Ma l’idea di innovare è patrimonio di pochi ... Questo Vinitaly si apre all’insegna di un ritrovato ottimismo da parte dei produttori italiani, ma bisogna chiedersi, al là della congiuntura oggi più rispetto a un anno fa, che cosa è realmente cambiato nella struttura del vino italiano per autorizzare previsioni più rosee. I problemi e i nodi sono oggi quelli di ieri. E l’analisi, appena diffusa da Vinexpo/IWSR, che da qui al 2009 prevede per l’Italia una buona crescita in valore più che in volume soprattutto per i vini più pregiati, non autorizza a ritenere che nella competizione mondiale la strada sia ormai in discesa. Anche perché siamo tuttora in presenza di una vistosa crisi di sovrapproduzione con cantine piene di bottiglie invendute e pronte a essere svendute.
In un ideale promemoria per le autorità - governo, regioni, enti di promozione, associazioni di categoria - resta al primo posto il problema costituito dalla polverizzazione e dalla delle aziende italiane: sono 800 mila i viticultori ma solo poche centinaia posseggono più di 50 ettari e solo una decina fatturano più di 100 milioni di euro, costituiscono una variegata compagnia dove l’eccellenza, rara, marcia a fianco dell’ordinario e dove i concetti di innovazione, di mercato, di marketing sono patrimonio di pochi. Gli altri, la gran massa? Agricoltori volenterosi e spesso furbetti che, incapaci di trovar spazio sui mercati, premono per ottenere una pletora di nuove Doc che certifichino la mediocrità, vivacchiano come possono, e non disdegnano in qualche caso pratiche border line rispetto alle norme nazionali e comunitarie, le cui maglie larghe permettono traffici di uve, di mosti, di vini fra regioni, fra denominazioni, fra cantine e prevedono generosi contributi per chi estirpa vigneti inesistenti o denuncia eccedenze produttive gonfiate.
Si disperdono così risorse consistenti che viceversa dovrebbero essere destinate a sostenere la crescita “culturale” dei vignaioli e a creare un efficace sistema di promozione per il made in Italy agroalimentare.
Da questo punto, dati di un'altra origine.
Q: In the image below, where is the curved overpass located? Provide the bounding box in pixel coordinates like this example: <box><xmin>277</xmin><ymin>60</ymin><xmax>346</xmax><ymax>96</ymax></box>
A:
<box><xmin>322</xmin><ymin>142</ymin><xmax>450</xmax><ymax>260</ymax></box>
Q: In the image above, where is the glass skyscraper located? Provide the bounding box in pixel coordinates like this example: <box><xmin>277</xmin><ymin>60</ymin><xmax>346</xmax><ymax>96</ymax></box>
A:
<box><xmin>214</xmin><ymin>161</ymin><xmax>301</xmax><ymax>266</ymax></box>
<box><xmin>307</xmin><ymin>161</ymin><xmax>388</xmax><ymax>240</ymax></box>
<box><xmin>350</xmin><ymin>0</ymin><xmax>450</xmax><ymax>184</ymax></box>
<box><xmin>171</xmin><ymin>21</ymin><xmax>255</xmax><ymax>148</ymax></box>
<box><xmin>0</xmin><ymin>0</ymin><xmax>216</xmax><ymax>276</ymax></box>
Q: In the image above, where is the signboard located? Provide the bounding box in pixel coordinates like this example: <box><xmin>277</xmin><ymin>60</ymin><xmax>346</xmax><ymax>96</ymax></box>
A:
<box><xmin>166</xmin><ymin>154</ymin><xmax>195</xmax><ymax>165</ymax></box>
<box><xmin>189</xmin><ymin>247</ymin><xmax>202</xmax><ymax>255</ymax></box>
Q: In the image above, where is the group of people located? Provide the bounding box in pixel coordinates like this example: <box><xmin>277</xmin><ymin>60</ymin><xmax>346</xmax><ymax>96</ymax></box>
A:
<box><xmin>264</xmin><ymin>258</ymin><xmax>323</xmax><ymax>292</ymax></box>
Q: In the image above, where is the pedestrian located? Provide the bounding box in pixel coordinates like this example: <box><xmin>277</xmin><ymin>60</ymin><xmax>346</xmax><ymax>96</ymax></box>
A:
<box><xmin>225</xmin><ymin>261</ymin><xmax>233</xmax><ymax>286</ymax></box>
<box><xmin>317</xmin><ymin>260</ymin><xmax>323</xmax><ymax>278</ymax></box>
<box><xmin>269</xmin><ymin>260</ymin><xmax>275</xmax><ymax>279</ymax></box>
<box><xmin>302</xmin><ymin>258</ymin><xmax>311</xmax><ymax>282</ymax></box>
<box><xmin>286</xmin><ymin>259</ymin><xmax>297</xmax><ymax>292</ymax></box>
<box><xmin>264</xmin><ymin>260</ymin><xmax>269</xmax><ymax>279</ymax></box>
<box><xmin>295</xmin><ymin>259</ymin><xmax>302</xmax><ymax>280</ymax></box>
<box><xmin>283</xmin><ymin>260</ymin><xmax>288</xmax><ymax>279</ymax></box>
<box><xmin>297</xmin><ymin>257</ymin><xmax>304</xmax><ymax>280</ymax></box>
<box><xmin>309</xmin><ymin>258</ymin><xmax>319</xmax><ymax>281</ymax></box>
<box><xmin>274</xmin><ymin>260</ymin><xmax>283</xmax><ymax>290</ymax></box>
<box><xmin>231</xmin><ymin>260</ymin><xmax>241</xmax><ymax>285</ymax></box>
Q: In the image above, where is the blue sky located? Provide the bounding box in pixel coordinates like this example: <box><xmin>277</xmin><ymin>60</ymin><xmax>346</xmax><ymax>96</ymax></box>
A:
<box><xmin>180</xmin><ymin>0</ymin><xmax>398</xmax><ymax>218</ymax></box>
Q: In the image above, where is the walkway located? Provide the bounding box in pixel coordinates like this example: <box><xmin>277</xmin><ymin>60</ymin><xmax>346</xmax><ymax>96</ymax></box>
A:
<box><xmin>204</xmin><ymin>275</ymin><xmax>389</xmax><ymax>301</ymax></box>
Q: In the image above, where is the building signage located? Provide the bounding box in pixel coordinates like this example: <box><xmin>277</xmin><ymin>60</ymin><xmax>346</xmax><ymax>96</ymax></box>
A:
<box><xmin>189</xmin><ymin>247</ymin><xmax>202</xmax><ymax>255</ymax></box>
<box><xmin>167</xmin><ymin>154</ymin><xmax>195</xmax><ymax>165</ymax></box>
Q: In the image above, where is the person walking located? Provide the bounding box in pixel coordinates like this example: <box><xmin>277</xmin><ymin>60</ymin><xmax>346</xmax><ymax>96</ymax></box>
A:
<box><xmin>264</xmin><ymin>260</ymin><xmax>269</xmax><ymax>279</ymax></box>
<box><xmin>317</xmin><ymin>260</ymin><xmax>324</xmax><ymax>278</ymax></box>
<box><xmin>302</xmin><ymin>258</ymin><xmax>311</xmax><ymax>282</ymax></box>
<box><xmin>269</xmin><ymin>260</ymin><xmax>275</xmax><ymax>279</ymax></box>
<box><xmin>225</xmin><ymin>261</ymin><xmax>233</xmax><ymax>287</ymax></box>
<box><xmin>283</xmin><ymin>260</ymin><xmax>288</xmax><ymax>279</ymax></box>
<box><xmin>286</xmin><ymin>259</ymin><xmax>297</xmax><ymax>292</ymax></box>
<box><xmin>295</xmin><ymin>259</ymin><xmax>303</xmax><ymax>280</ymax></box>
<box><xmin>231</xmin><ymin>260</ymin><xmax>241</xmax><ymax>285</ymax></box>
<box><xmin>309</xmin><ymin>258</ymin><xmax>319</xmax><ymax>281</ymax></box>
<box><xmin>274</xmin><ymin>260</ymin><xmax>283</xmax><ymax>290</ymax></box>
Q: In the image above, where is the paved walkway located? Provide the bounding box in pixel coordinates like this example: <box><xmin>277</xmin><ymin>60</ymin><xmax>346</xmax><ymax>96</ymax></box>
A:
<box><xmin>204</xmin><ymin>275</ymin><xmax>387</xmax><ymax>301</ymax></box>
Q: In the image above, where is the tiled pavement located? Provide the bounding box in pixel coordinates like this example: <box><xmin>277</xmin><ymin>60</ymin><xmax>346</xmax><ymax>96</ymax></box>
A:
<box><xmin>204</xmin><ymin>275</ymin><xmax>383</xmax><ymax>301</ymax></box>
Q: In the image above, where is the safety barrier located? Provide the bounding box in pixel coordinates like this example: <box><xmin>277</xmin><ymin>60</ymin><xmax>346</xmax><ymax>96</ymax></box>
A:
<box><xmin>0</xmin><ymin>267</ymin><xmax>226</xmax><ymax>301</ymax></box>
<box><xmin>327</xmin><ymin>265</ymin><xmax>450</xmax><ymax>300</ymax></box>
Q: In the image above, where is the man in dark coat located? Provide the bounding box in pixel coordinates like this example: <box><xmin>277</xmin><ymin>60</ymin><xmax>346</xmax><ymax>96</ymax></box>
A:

Non c’è paragone fra la capacità di penetrazione del nostro sistema di promozione e la forza di fuoco messa in campo non solo dai nostri competitori tradizionali ma anche dai paesi emergenti del cosiddetto Nuovo Mondo: produttori di vini tecnicamente inattaccabili, fatti in quantità enormi, privi di identità e di storia ma “piacevoli” per il consumo di massa e, soprattutto, clamorosamente a buon mercato. Occorre una revisione, è ovvio, del quadro legislativo, ma mancano strutture di supporto, dalla produzione al sostegno nella ricerca di nuovi mercati, dove oggi possono arrivare soltanto gli industriali, le grandi cantine sociali e poche firme affermate. Non si sfrutta la formidabile potenzialità della cucina italiana come veicolo per l’affermazione della cultura, della gastronomia e del vino italiani. In che modo? Investendo, anche in questo caso, in scuole di formazione soprattutto all’estero per operatori, cuochi e sommelier che operino come promoter del made in Italy.